Early in 2018, CloudBees acquired [Code Ship](https://codeship.com), bringing
onboard a great product and engineering team, but also a pretty good
CI-as-a-Service offering. While Code Ship doesn't speak Jenkins Pipeline, it
was already quite mature with significant market traction, helping close the
book on the Code Valet experiment.
---
The CI/CD landscape in 2019 is littered with various forms of declarative and
turing-complete YAML. I still find myself wanting a Jenkins Pipeline as a
Service because I still fervently believe that Pipeline is a good tool. The
modelling capacity is better than anything else, and the extensibility options
are superb, whether with Shared Libraries, or a variant my pal [James
Dumay](https://github.com/i386) prototyped which never made it out
of the lab. That said, running a large Jenkins infrastructure no longer
appeals to me. There's a very good reason why CloudBees builds and sells their
[CloudBees Core](https://www.cloudbees.com/products/cloudbees-core) product:
scaling Jenkins CI/CD as a service is **hard**. For something intended to be
generally available like Code Valet, I would now argue that it is
**impossible** to do with off-the-shelf Jenkins.
The direction Pipeline is heading, driven by one of the chief architects of
Jenkins Pipeline [Andrew Bayer](https://github.com/abayer) is looking more and
more _parseable_ which may leave the door open to alternative runtime engines
for Jenkins Pipeline in the future. To me that is key for a descendant of Code
Valet.

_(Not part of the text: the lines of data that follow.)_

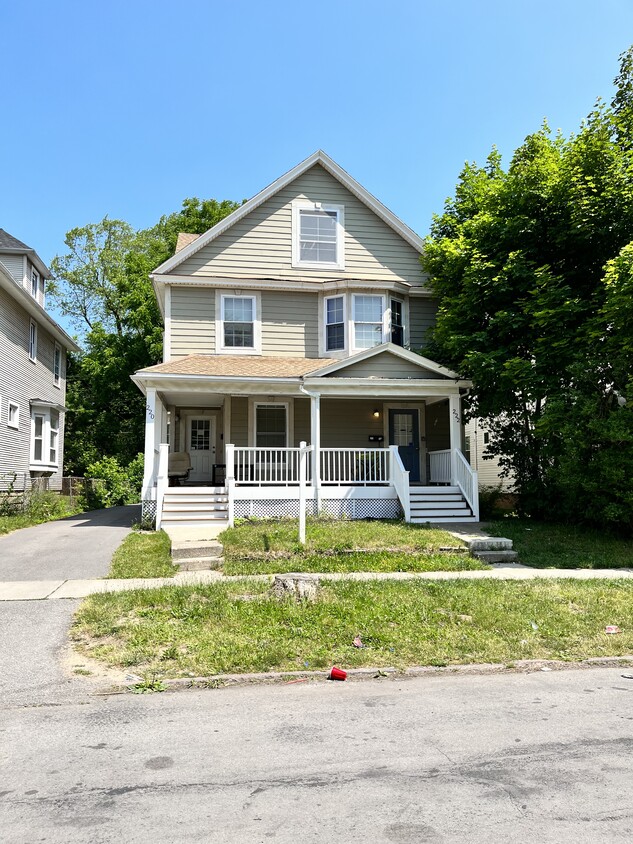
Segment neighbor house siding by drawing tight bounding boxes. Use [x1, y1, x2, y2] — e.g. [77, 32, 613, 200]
[174, 164, 424, 286]
[409, 297, 437, 351]
[171, 287, 215, 360]
[330, 354, 441, 379]
[0, 289, 66, 487]
[261, 291, 319, 358]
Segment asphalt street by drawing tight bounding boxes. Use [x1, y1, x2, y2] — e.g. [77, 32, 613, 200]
[0, 668, 633, 844]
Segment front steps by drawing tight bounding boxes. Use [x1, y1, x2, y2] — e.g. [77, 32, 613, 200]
[161, 486, 229, 538]
[409, 486, 477, 525]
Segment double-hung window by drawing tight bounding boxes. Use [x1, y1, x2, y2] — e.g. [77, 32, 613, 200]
[325, 296, 345, 352]
[352, 295, 385, 350]
[222, 296, 256, 351]
[292, 202, 344, 269]
[29, 320, 37, 361]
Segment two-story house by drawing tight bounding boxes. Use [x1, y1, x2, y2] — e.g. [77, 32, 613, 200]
[133, 151, 477, 529]
[0, 229, 79, 489]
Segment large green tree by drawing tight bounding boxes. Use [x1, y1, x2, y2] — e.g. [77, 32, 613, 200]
[50, 199, 239, 474]
[422, 51, 633, 524]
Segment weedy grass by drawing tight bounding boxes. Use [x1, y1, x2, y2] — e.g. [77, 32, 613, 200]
[108, 530, 178, 579]
[71, 580, 633, 679]
[487, 518, 633, 569]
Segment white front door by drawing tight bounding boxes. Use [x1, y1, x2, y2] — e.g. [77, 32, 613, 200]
[187, 416, 216, 484]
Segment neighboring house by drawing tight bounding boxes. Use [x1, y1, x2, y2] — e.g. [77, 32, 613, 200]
[0, 229, 78, 489]
[133, 151, 478, 528]
[464, 417, 513, 492]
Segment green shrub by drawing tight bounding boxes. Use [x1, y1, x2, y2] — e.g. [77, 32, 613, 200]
[84, 454, 143, 509]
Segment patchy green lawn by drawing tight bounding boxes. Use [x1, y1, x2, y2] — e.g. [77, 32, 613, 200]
[108, 530, 178, 578]
[487, 519, 633, 569]
[71, 580, 633, 677]
[219, 519, 478, 574]
[222, 551, 490, 574]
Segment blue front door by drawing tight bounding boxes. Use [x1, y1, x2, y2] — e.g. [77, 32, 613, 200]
[389, 409, 420, 483]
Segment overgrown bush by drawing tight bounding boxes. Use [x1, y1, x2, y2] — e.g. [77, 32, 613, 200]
[84, 454, 143, 510]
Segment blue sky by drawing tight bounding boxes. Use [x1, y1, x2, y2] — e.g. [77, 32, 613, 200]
[0, 0, 633, 320]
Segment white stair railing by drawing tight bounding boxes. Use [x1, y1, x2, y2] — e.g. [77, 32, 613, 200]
[389, 445, 411, 522]
[455, 449, 479, 521]
[156, 443, 169, 530]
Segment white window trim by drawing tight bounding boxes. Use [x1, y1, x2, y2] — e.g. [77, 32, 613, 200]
[29, 404, 62, 471]
[215, 290, 262, 355]
[29, 319, 37, 363]
[53, 342, 62, 390]
[321, 293, 348, 356]
[292, 199, 345, 270]
[7, 400, 20, 431]
[248, 397, 295, 448]
[349, 291, 391, 352]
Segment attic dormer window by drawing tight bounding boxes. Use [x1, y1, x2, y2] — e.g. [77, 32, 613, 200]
[292, 202, 345, 269]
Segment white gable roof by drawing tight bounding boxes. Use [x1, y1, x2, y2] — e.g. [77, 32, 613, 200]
[307, 343, 461, 381]
[154, 150, 424, 273]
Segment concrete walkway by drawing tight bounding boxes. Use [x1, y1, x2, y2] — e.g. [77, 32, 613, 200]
[0, 505, 140, 582]
[0, 564, 633, 601]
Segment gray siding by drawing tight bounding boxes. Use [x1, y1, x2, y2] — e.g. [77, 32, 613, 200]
[171, 287, 215, 359]
[175, 164, 424, 286]
[0, 253, 24, 287]
[409, 297, 437, 351]
[321, 399, 386, 448]
[0, 289, 66, 486]
[262, 290, 319, 358]
[230, 396, 248, 446]
[329, 353, 440, 378]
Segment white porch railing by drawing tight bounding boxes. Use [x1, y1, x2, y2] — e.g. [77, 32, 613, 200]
[429, 448, 452, 484]
[156, 443, 169, 530]
[232, 446, 310, 486]
[455, 449, 479, 519]
[320, 448, 391, 486]
[389, 445, 411, 522]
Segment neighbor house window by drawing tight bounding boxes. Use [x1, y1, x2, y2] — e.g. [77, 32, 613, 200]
[29, 320, 37, 360]
[255, 404, 288, 448]
[53, 343, 62, 387]
[325, 296, 345, 352]
[391, 299, 404, 346]
[353, 296, 385, 349]
[222, 296, 255, 349]
[293, 202, 344, 269]
[7, 401, 20, 430]
[48, 410, 59, 466]
[31, 404, 60, 469]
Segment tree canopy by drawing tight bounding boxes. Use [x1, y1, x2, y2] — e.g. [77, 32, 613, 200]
[422, 49, 633, 529]
[50, 198, 239, 474]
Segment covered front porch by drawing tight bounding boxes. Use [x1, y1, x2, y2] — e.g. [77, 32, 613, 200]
[135, 349, 478, 526]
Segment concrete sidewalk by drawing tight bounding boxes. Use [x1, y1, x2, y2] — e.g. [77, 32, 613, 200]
[0, 564, 633, 601]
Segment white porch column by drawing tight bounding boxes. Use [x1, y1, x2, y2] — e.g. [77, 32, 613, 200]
[141, 387, 157, 499]
[310, 393, 321, 514]
[448, 394, 462, 484]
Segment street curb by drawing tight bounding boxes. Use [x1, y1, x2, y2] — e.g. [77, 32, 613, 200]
[111, 654, 633, 694]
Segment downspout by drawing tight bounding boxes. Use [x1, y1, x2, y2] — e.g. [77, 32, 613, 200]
[299, 383, 321, 508]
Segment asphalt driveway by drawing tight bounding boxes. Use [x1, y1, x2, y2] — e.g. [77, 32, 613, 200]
[0, 505, 141, 581]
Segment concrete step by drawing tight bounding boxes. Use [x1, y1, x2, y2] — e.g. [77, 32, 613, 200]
[171, 539, 222, 560]
[470, 551, 519, 563]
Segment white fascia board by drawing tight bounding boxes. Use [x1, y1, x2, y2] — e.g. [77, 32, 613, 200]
[310, 343, 459, 380]
[0, 263, 81, 352]
[150, 273, 414, 296]
[154, 150, 424, 273]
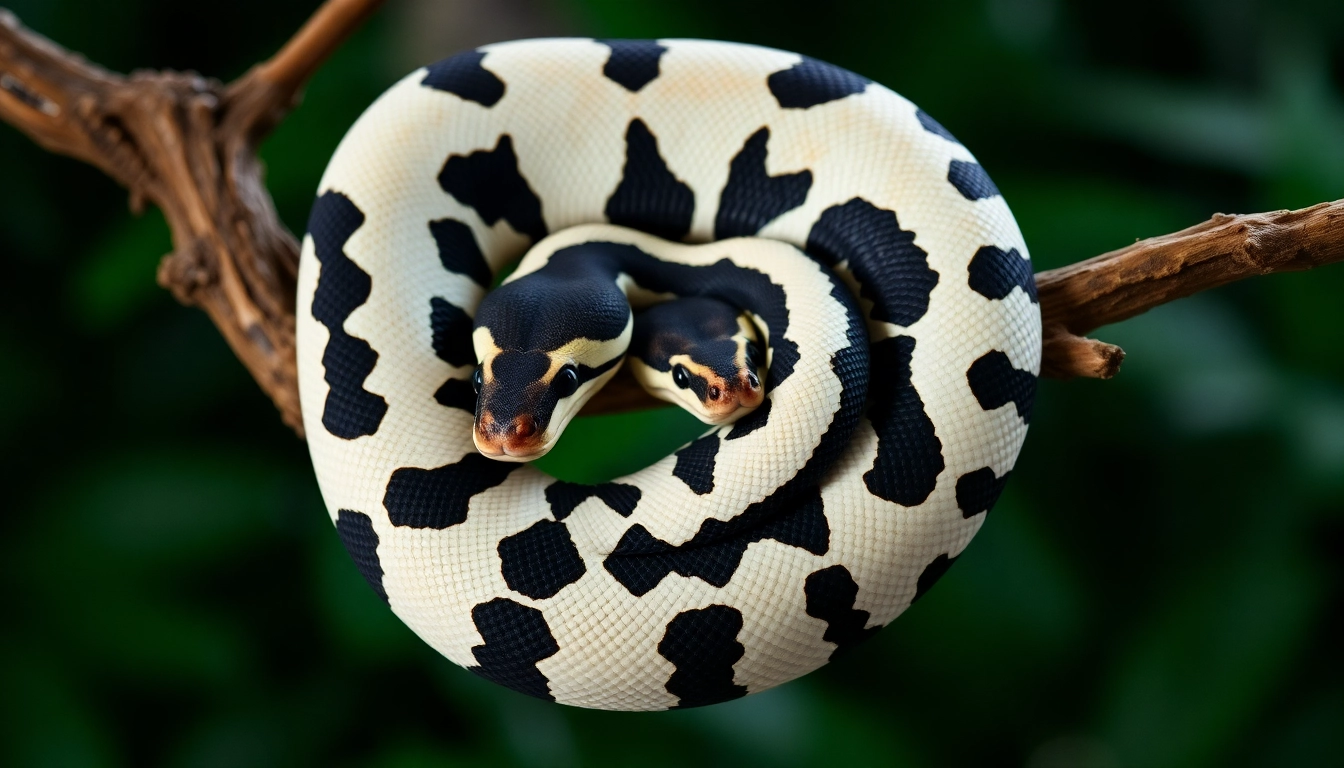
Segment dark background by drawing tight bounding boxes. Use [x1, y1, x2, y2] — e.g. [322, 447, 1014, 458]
[0, 0, 1344, 768]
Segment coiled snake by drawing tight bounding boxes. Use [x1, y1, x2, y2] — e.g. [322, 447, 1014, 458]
[297, 39, 1040, 710]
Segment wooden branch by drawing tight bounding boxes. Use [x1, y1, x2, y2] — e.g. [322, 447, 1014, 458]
[0, 0, 1344, 434]
[0, 0, 382, 433]
[1036, 200, 1344, 379]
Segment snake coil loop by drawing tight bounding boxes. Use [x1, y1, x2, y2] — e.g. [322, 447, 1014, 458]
[297, 39, 1040, 710]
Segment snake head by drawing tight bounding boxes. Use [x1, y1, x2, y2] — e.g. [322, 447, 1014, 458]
[472, 328, 624, 461]
[630, 297, 767, 424]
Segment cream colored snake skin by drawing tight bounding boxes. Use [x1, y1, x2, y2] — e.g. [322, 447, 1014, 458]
[297, 39, 1040, 710]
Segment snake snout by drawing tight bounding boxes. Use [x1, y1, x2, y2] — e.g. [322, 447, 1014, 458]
[474, 413, 542, 460]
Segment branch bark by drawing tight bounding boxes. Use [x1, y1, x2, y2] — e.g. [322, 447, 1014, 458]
[0, 0, 1344, 434]
[0, 0, 382, 433]
[1036, 200, 1344, 379]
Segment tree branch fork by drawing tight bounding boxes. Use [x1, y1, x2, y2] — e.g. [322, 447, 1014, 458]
[0, 0, 1344, 434]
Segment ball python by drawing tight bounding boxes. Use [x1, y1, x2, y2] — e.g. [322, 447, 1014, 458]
[296, 39, 1040, 710]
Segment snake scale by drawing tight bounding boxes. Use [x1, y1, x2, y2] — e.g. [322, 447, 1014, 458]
[297, 39, 1040, 710]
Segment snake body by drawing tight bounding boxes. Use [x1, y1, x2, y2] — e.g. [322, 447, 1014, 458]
[297, 39, 1040, 710]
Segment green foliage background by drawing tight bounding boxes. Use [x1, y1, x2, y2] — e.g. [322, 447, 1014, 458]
[0, 0, 1344, 768]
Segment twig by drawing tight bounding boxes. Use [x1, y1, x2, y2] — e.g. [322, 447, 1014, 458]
[1036, 200, 1344, 379]
[0, 0, 382, 433]
[0, 0, 1344, 434]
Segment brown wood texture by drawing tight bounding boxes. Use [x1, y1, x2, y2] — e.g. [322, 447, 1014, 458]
[0, 0, 1344, 434]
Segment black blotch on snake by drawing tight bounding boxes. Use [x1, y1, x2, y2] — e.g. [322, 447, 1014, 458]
[466, 597, 560, 701]
[438, 133, 547, 242]
[383, 453, 521, 530]
[802, 565, 880, 659]
[714, 128, 812, 239]
[308, 191, 387, 440]
[499, 521, 587, 600]
[806, 198, 938, 327]
[957, 467, 1012, 518]
[659, 605, 747, 709]
[863, 336, 943, 507]
[966, 245, 1040, 304]
[948, 160, 999, 200]
[598, 40, 667, 93]
[421, 51, 504, 106]
[966, 350, 1036, 424]
[602, 488, 831, 597]
[766, 56, 871, 109]
[605, 118, 695, 239]
[336, 510, 387, 603]
[672, 434, 719, 496]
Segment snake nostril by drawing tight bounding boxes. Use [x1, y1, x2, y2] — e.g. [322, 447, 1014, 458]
[509, 416, 536, 440]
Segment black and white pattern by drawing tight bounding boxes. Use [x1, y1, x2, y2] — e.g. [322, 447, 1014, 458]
[297, 39, 1040, 710]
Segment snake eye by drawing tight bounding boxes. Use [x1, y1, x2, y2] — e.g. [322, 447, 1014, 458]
[672, 363, 691, 389]
[551, 366, 579, 398]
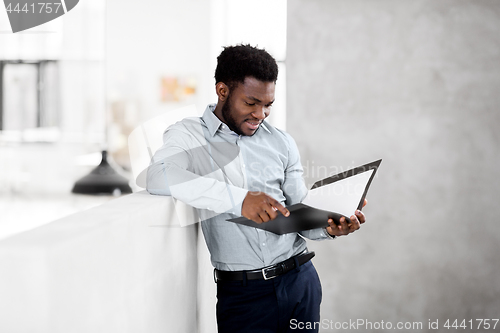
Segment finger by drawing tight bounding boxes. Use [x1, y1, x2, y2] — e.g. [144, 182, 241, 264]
[270, 199, 290, 217]
[354, 210, 366, 223]
[264, 205, 278, 220]
[339, 216, 349, 235]
[349, 215, 361, 232]
[259, 211, 270, 223]
[326, 219, 339, 236]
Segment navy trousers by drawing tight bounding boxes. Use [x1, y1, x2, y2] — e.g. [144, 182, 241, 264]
[217, 261, 322, 333]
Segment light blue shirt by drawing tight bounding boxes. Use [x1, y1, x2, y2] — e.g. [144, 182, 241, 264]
[147, 104, 332, 270]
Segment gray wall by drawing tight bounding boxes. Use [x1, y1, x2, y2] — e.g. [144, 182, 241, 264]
[286, 0, 500, 332]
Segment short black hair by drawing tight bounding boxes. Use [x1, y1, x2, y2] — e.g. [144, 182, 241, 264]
[215, 44, 278, 89]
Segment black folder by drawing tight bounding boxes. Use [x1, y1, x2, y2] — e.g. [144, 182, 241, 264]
[228, 159, 382, 235]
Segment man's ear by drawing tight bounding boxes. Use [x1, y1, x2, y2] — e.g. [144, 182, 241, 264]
[215, 82, 229, 102]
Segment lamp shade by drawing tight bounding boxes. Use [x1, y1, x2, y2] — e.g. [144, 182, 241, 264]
[71, 150, 132, 195]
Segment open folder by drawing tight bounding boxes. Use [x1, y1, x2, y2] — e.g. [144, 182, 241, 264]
[228, 159, 382, 235]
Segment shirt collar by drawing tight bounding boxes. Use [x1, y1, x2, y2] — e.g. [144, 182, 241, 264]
[201, 104, 271, 136]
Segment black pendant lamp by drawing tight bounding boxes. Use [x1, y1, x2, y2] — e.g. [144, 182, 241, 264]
[71, 150, 132, 195]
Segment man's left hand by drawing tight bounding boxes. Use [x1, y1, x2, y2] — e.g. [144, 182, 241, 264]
[326, 199, 367, 236]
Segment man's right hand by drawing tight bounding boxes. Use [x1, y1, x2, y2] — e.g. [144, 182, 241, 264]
[241, 191, 290, 224]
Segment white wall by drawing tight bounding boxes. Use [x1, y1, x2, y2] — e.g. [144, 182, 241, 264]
[0, 193, 203, 333]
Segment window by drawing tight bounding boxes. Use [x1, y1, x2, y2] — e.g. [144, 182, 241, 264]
[0, 60, 60, 131]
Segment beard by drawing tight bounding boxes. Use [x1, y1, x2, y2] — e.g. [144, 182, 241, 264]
[221, 92, 245, 135]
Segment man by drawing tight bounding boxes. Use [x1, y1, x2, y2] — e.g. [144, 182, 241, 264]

With an execution engine designed for the needs of a
Pipeline-as-a-Service offering, Jenkins Pipeline would more easily be supported
from a security, maintainability, and cost standpoint.
Ultimately I think the biggest lesson I learned from Code Valet was to think
**bigger**. I started out using Jenkins as the runtime for Code Valet because
Blue Ocean already existed, Jenkins Pipeline already existed, all these things
were built already, albeit for a very different purpose. I intentionally
steered away from building a new engine because I figured it would be too
much work. Some months after I first created Code Valet, I ended up writing a
parser for Jenkins Pipeline's and a basic execution engine. While neither were
complete, I was surprised with how little effort it took to built a basic
Jenkins Pipeline from scratch, compared to the effort of reducing Jenkins to
something smaller.
Rather than trying to use a swiss-army knife as a sword, it may be a better
idea to melt it down and simply forge anew.